A standard OpenGL ES application can be divided into three broad stages. This guide will explain each of these stages in detail, looking at how they can be implemented in code. Some of the terms used below may be unfamiliar if you are new to graphics programming, but they will be defined as they are used in the example.

Initialisation#

During initialisation, all of the required objects for the application are created and configured. This includes initialising the APIs themselves, the basic elements needed for rendering to screen such as a display and a surface, and the object specific rendering structures such as vertex buffers and shaders.

Drawing the Frame#

A frame buffer is a block of memory containing a complete frame of data. A very common technique which is used in many graphical applications to avoid screen flickering is double buffering, which is used in this example application. This is where two frame buffers are used during rendering. All rendering is performed on the back buffer while the display reads separately from the front buffer. When the application has finished rendering a frame, the front and back frame buffers are swapped. The freshly-rendered frame buffer is posted so the display can read from it and rendering begins on the new back buffer.

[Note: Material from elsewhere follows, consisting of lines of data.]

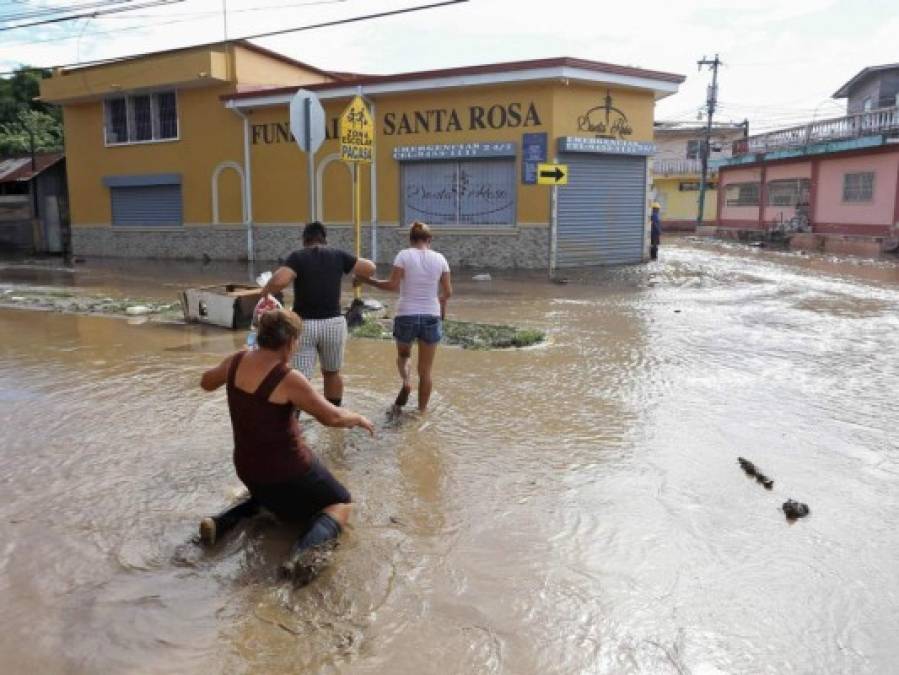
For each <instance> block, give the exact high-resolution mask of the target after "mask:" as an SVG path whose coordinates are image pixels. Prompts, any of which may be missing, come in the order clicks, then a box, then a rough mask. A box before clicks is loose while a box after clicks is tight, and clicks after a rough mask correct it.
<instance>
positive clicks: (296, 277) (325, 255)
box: [262, 221, 375, 406]
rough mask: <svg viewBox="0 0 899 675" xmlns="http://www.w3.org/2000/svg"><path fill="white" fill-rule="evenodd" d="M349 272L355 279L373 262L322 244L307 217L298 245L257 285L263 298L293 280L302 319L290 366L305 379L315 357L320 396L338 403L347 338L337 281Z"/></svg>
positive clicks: (325, 233)
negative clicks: (340, 371) (340, 372)
mask: <svg viewBox="0 0 899 675" xmlns="http://www.w3.org/2000/svg"><path fill="white" fill-rule="evenodd" d="M350 272H352V273H353V274H354V275H355V276H356V277H358V278H366V277H370V276H371V275H372V274H374V273H375V264H374V263H373V262H372V261H371V260H367V259H365V258H356V256H354V255H352V254H350V253H347V252H346V251H342V250H340V249H338V248H333V247H331V246H328V241H327V231H326V230H325V226H324V225H322V224H321V223H320V222H318V221H313V222H311V223H309V224H307V225H306V227H305V228H303V248H302V249H300V250H297V251H293V252H292V253H291V254H290V255H289V256H288V257H287V260H286V261H285V263H284V266H283V267H279V268H278V269H277V270H276V271H275V273H274V274H273V275H272V278H271V279H269V280H268V282H267V283H266V284H265V286H264V287H263V288H262V297H265V296H266V295H267V294H274V293H278V292H280V291H281V290H283V289H284V288H286V287H287V285H288V284H290V283H291V282H292V283H293V311H294V312H296V313H297V314H298V315H299V316H300V318H301V319H303V333H302V335H301V336H300V345H299V348H298V349H297V353H296V357H295V360H294V367H295V368H296V369H297V370H299V371H300V372H301V373H303V375H305V376H306V378H307V379H311V378H312V371H313V369H314V368H315V361H316V358H318V360H319V362H320V365H321V371H322V378H323V379H324V383H325V386H324V389H325V398H326V399H328V401H329V402H330V403H332V404H333V405H336V406H339V405H340V404H341V403H342V402H343V378H342V377H341V375H340V369H341V367H342V366H343V353H344V349H345V348H346V338H347V325H346V320H345V319H344V318H343V316H342V314H341V311H340V284H341V281H342V279H343V276H344V275H345V274H349V273H350Z"/></svg>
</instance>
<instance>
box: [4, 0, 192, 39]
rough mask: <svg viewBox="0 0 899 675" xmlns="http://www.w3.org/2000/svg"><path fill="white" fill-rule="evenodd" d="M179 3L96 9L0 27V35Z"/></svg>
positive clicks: (165, 1)
mask: <svg viewBox="0 0 899 675" xmlns="http://www.w3.org/2000/svg"><path fill="white" fill-rule="evenodd" d="M126 2H132V0H126ZM180 2H184V0H150V1H149V2H144V3H141V4H137V5H128V6H127V7H112V8H111V9H98V10H95V11H93V12H87V13H84V14H70V15H68V16H59V17H54V18H52V19H42V20H40V21H33V22H31V23H21V24H18V25H15V26H0V33H5V32H7V31H11V30H18V29H19V28H32V27H34V26H45V25H47V24H51V23H63V22H65V21H75V20H77V19H94V18H97V17H100V16H104V15H105V14H119V13H121V12H130V11H132V10H135V9H147V8H150V7H159V6H163V5H174V4H178V3H180Z"/></svg>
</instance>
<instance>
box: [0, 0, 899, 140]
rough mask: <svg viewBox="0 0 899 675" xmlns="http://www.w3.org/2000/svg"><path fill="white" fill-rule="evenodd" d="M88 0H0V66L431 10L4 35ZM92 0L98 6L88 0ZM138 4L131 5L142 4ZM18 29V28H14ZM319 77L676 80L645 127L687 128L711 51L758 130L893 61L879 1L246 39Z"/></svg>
mask: <svg viewBox="0 0 899 675" xmlns="http://www.w3.org/2000/svg"><path fill="white" fill-rule="evenodd" d="M97 1H98V0H0V70H4V71H6V70H10V69H11V68H14V67H15V66H17V65H19V64H29V65H35V66H53V65H64V64H72V63H78V62H83V61H90V60H96V59H103V58H111V57H118V56H126V55H129V54H134V53H141V52H149V51H159V50H164V49H172V48H176V47H183V46H188V45H191V44H197V43H203V42H212V41H217V40H220V39H222V38H223V37H224V35H225V34H226V33H225V31H226V26H225V22H224V21H223V7H224V8H226V9H227V36H228V37H229V38H239V37H243V36H246V35H253V34H258V33H264V32H267V31H276V30H282V29H285V28H289V27H295V26H304V25H309V24H314V23H320V22H325V21H330V20H335V19H342V18H347V17H353V16H359V15H363V14H370V13H376V12H383V11H387V10H392V9H400V8H404V7H413V6H417V5H424V4H429V3H431V2H435V1H437V0H181V1H180V2H174V3H173V4H170V5H168V6H164V7H145V8H136V9H133V10H131V11H129V12H123V13H120V14H115V15H108V16H105V17H97V18H93V19H80V20H78V21H74V22H66V23H60V24H54V25H48V26H40V27H33V28H20V29H16V30H4V28H8V27H9V26H12V25H15V23H16V22H15V21H14V20H13V19H14V18H15V17H18V16H21V15H22V12H25V11H29V10H31V9H34V8H40V7H46V6H53V7H77V6H78V5H84V4H87V3H89V2H92V3H96V2H97ZM101 1H102V0H101ZM147 1H148V0H131V2H132V3H133V4H137V5H140V4H146V3H147ZM20 22H21V20H20ZM255 42H257V43H258V44H260V45H261V46H263V47H267V48H269V49H273V50H276V51H279V52H282V53H284V54H286V55H288V56H291V57H293V58H296V59H298V60H301V61H305V62H307V63H311V64H313V65H315V66H318V67H320V68H323V69H326V70H328V69H330V70H343V71H354V72H364V73H395V72H404V71H414V70H425V69H432V68H449V67H456V66H465V65H474V64H481V63H496V62H502V61H516V60H527V59H538V58H546V57H554V56H571V57H576V58H583V59H590V60H596V61H604V62H608V63H616V64H622V65H630V66H637V67H641V68H649V69H653V70H661V71H665V72H671V73H677V74H681V75H685V76H686V77H687V80H686V81H685V82H684V84H683V85H681V87H680V90H679V91H678V93H677V94H674V95H672V96H669V97H667V98H665V99H663V100H661V101H659V102H658V105H657V109H656V119H657V120H672V121H682V122H687V121H695V120H696V119H697V115H698V113H699V111H700V109H701V108H702V107H703V106H704V103H705V96H706V86H707V85H708V84H709V82H710V80H711V73H710V71H709V70H708V69H704V70H702V71H700V70H699V69H698V66H697V63H696V62H697V61H698V60H700V59H702V58H703V57H708V58H711V57H713V56H714V55H715V54H716V53H717V54H718V55H719V56H720V58H721V60H722V61H723V62H724V65H723V67H722V68H721V69H720V70H719V75H718V78H719V108H718V110H717V111H716V120H718V121H723V122H726V121H736V122H738V121H742V120H743V119H744V118H748V119H749V121H750V131H751V132H760V131H765V130H768V129H772V128H781V127H786V126H791V125H794V124H801V123H803V122H807V121H810V120H813V119H825V118H827V117H834V116H839V115H841V114H843V112H844V110H845V100H840V101H837V100H834V99H832V98H831V96H832V94H833V93H834V92H835V91H836V90H837V89H838V88H839V87H840V86H841V85H842V84H843V83H845V82H846V81H847V80H849V79H850V78H851V77H852V76H853V75H855V74H856V73H857V72H858V71H859V70H861V69H862V68H864V67H866V66H869V65H878V64H884V63H899V2H895V1H893V2H890V1H888V0H792V1H791V2H785V1H784V0H645V1H644V0H629V1H627V2H615V1H612V2H602V1H601V0H545V1H540V0H468V2H460V3H457V4H453V5H450V6H447V7H441V8H435V9H428V10H423V11H420V12H414V13H409V14H404V15H401V16H394V17H390V18H382V19H374V20H370V21H365V22H360V23H351V24H344V25H341V26H335V27H329V28H321V29H315V30H309V31H302V32H296V33H291V34H287V35H280V36H274V37H266V38H260V39H257V40H255Z"/></svg>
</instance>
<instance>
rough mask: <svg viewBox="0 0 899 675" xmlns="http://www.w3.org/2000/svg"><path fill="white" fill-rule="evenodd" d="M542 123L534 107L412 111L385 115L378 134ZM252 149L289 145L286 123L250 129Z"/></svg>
mask: <svg viewBox="0 0 899 675" xmlns="http://www.w3.org/2000/svg"><path fill="white" fill-rule="evenodd" d="M337 119H338V118H336V117H333V118H331V119H330V120H328V125H327V127H326V129H325V138H326V139H327V140H333V139H335V138H338V136H339V133H338V129H337V127H338V123H337ZM542 124H543V122H542V121H541V120H540V115H539V114H538V113H537V107H536V106H535V105H534V104H533V103H528V104H527V106H525V105H524V104H522V103H518V102H514V103H507V104H505V105H501V104H495V105H491V106H480V105H473V106H469V107H468V108H467V109H464V108H463V109H462V112H461V113H460V112H459V110H457V109H455V108H437V109H431V110H415V111H413V112H409V113H405V112H404V113H395V112H387V113H384V117H383V120H382V125H381V134H382V135H384V136H402V135H409V134H420V133H445V132H452V131H463V130H465V131H477V130H479V129H509V128H511V129H514V128H517V127H536V126H541V125H542ZM252 138H253V145H259V144H260V143H263V144H265V145H269V144H271V143H289V142H292V138H291V135H290V123H289V122H286V121H285V122H269V123H267V124H254V125H252Z"/></svg>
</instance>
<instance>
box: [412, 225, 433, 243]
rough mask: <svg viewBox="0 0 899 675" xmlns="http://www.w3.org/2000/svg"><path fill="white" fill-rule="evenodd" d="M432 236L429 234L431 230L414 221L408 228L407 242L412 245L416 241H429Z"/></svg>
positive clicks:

For an application such as a game, where the visual output needs to be constantly updated, the frame should be redrawn and the buffers swapped in a loop. This can continue for a fixed number of iterations or when the application exits. In the example code in this guide, the application will exit after 800 iterations.

Cleaning Up#

Finally, the deinitialisation stage ensures all the resources that had been previously allocated by the application are released. This reduces the chance of any resource leaks occurring when the application exits.